The lift still wasn’t working and we had to walk up the stairs again. When we got to the top, I walked up to the edge of the railings and peered over. It was such a long way down. The cars in the road below all looked so tiny, like matchbox ones. It made my head spin to look at them. I flattened myself against the wall while Zara banged on the door.
“Uncle Silbert!” she called through the letterbox. We waited for a few minutes, and then she tried again. She turned to face me. “It’s awfully quiet in there,” she said.

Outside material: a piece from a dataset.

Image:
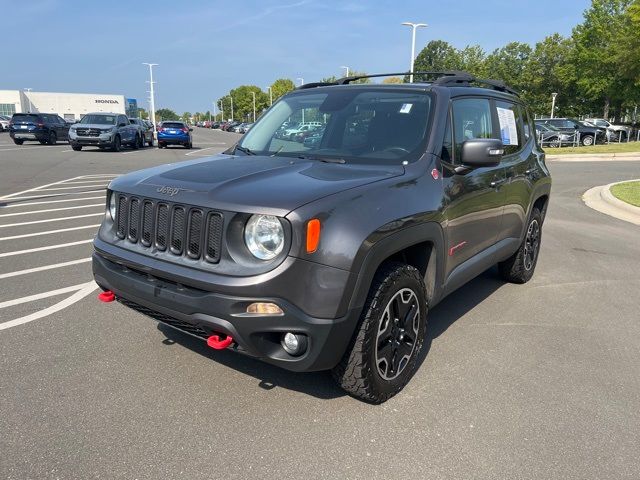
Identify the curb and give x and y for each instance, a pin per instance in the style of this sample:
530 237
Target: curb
601 199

Five minutes later, we decided we would have to break the lock, but neither of us knew how to do it. In the end we found a brick and smashed a window into one of the unused rooms, and Zara climbed through. A few minutes later the front door opened and she was standing in the hallway. All the blood was drained from her face.
“Call an ambulance,” she said and skidded off back down the hallway.

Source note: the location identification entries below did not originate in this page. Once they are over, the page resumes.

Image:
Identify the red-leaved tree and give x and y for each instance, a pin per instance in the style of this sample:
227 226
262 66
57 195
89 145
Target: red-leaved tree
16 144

I raced downstairs to find a neighbour with a telephone, then ran back up again, and into the kitchen. Uncle Silbert was hunched over in a chair by the gas stove, his head hanging forward and his eyes closed. He was wearing Zara’s red jumper over his pyjamas and a dressing gown over the top. His face was chalky white and his lips were blue. His bony fingers were twisted together in his lap.

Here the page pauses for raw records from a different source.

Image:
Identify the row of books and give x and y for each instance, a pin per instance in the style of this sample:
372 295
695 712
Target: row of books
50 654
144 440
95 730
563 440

“Is he... all right?” I asked, stupidly.
“No,” said Zara. “He’s not all right, at all. He’s breathing, but only just.”
She crouched on the floor in front of him and grabbed his hands.
“Uncle Silbert. Can you hear me?” she shouted.
Fear crept up inside me. My heart started thumping in my chest and I felt my legs starting to give way from underneath me. I grabbed at the wall and propped myself up. “Oh God, no,” I whispered. “Please don’t let anything happen to him.”
“Uncle Silbert,” shouted Zara again. “Can you hear me? Can you hear me?” she repeated over and over again. She stood up and slapped his cheeks, pushed his head back and reached into his mouth.
“What are you doing?” I asked her, as she whipped out his teeth and plonked them on the table beside him.
“See if you can find another blanket,” said Zara. “Go and have a look in the bedroom.”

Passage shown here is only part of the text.